16. Il résulte de ces dispositions que, lorsque le préfet prend, à l'encontre d'un étranger, une décision portant obligation de quitter le territoire français ne comportant aucun délai de départ, ou lorsque l'étranger n'a pas respecté le délai qui lui était imparti pour satisfaire à cette obligation, il appartient au préfet d'assortir sa décision d'une interdiction de retour sur le territoire français, sauf dans le cas où des circonstances humanitaires y feraient obstacle.
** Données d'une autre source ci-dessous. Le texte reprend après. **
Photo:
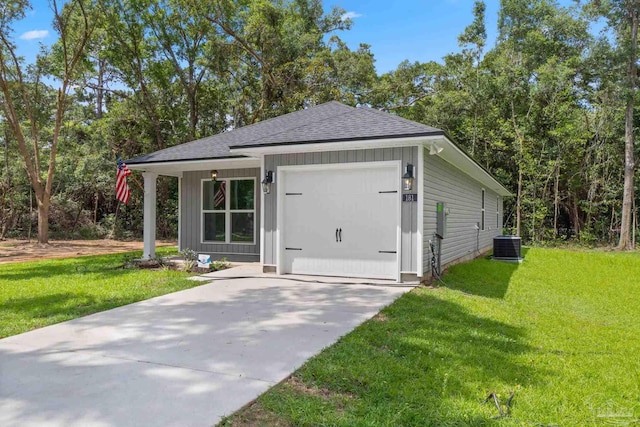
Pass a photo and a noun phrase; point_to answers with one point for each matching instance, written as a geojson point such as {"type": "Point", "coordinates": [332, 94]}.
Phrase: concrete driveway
{"type": "Point", "coordinates": [183, 359]}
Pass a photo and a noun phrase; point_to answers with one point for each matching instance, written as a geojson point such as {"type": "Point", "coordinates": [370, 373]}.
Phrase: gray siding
{"type": "Point", "coordinates": [409, 210]}
{"type": "Point", "coordinates": [463, 196]}
{"type": "Point", "coordinates": [191, 232]}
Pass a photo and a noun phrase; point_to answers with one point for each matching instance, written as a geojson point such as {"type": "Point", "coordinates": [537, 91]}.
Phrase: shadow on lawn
{"type": "Point", "coordinates": [484, 277]}
{"type": "Point", "coordinates": [427, 362]}
{"type": "Point", "coordinates": [47, 309]}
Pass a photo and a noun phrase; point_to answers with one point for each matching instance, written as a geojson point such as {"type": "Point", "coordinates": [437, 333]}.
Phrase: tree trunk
{"type": "Point", "coordinates": [43, 222]}
{"type": "Point", "coordinates": [628, 191]}
{"type": "Point", "coordinates": [519, 201]}
{"type": "Point", "coordinates": [100, 89]}
{"type": "Point", "coordinates": [556, 207]}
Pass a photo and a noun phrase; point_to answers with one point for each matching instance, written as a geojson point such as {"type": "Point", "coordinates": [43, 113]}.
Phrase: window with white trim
{"type": "Point", "coordinates": [483, 212]}
{"type": "Point", "coordinates": [229, 210]}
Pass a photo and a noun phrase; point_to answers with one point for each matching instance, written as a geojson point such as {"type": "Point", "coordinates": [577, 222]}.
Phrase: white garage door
{"type": "Point", "coordinates": [341, 221]}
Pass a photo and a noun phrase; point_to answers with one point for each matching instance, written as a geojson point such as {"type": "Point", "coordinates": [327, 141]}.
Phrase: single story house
{"type": "Point", "coordinates": [330, 190]}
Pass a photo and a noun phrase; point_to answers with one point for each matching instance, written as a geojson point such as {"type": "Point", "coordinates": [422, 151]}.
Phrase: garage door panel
{"type": "Point", "coordinates": [362, 203]}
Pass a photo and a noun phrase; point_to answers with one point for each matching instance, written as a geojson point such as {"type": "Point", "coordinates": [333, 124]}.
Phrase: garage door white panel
{"type": "Point", "coordinates": [341, 222]}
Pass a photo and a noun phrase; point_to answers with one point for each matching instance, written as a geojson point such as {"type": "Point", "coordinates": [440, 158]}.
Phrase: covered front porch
{"type": "Point", "coordinates": [219, 206]}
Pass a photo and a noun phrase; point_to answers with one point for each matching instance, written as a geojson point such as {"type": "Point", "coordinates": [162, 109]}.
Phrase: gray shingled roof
{"type": "Point", "coordinates": [329, 122]}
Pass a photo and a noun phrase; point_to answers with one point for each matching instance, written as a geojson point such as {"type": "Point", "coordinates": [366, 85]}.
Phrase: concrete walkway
{"type": "Point", "coordinates": [184, 359]}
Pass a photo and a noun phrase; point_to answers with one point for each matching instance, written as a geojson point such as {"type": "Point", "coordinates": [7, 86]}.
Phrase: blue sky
{"type": "Point", "coordinates": [417, 30]}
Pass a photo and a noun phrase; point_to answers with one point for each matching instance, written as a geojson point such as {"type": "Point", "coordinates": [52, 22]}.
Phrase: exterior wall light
{"type": "Point", "coordinates": [407, 178]}
{"type": "Point", "coordinates": [435, 149]}
{"type": "Point", "coordinates": [266, 182]}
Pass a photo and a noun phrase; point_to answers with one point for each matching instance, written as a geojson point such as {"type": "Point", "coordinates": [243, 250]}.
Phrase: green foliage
{"type": "Point", "coordinates": [41, 293]}
{"type": "Point", "coordinates": [556, 330]}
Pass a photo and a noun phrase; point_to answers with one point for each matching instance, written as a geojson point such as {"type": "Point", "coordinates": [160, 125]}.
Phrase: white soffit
{"type": "Point", "coordinates": [176, 168]}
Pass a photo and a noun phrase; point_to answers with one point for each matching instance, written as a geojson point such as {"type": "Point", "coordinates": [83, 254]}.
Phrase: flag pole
{"type": "Point", "coordinates": [132, 176]}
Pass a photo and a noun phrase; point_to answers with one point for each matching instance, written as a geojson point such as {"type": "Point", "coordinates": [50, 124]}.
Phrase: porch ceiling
{"type": "Point", "coordinates": [177, 168]}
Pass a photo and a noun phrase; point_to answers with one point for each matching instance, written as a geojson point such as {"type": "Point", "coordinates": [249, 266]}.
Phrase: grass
{"type": "Point", "coordinates": [41, 293]}
{"type": "Point", "coordinates": [560, 331]}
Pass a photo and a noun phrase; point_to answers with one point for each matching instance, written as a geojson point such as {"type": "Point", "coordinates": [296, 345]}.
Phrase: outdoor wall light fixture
{"type": "Point", "coordinates": [266, 182]}
{"type": "Point", "coordinates": [435, 149]}
{"type": "Point", "coordinates": [407, 178]}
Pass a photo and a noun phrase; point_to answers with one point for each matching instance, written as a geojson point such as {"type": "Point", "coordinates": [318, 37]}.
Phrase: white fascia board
{"type": "Point", "coordinates": [451, 154]}
{"type": "Point", "coordinates": [176, 168]}
{"type": "Point", "coordinates": [458, 158]}
{"type": "Point", "coordinates": [335, 146]}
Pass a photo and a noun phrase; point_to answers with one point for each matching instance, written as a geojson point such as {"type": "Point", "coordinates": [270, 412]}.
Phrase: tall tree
{"type": "Point", "coordinates": [21, 87]}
Seule la durée de cette interdiction de retour doit être appréciée au regard des quatre critères énumérés à l'article L. 612-10, à savoir la durée de la présence de l'étranger sur le territoire français, la nature et l'ancienneté de ses liens avec la France, l'existence ou non d'une précédente mesure d'éloignement et, le cas échéant, la menace pour l'ordre public que constitue sa présence sur le territoire.

17. En l'espèce, il ne ressort pas des pièces du dossier et principalement des circonstances relatées au point 6 qu'en interdisant à M. C le retour sur le territoire français pour une durée de trois ans, le préfet des Yvelines aurait entaché sa décision d'une erreur manifeste d'appréciation, notamment au regard de son droit à sa vie privée et familiale. Eu égard à ces circonstances M. C ne peut se prévaloir de l'existence de circonstances humanitaires qui justifieraient que ne soit pas prononcée l'interdiction de retour sur le territoire français. Par suite, le préfet des Yvelines a pu, sans commettre d'erreur d'appréciation, assortir l'arrêté attaqué d'une interdiction de retour sur le territoire français d'une durée de trois ans.

18. Il résulte de tout ce qui précède que la requête de M. C doit être rejetée en toutes ses conclusions.

D E C I D E :

Article 1er : La requête de M. C est rejetée.

Article 2 : Le présent jugement sera notifié à M. A C et au préfet des Yvelines.

Décision rendue le 19 février 2025.

Le magistrat désigné,La greffière

Signé Signé

D. MATALONA. DEPOUSIER

La République mande et ordonne au préfet des Yvelines en ce qui le concerne, et à tous commissaires de justice à ce requis en ce qui concerne les voies de droit commun, contre les parties privées, de pourvoir à l'exécution de la présente décision.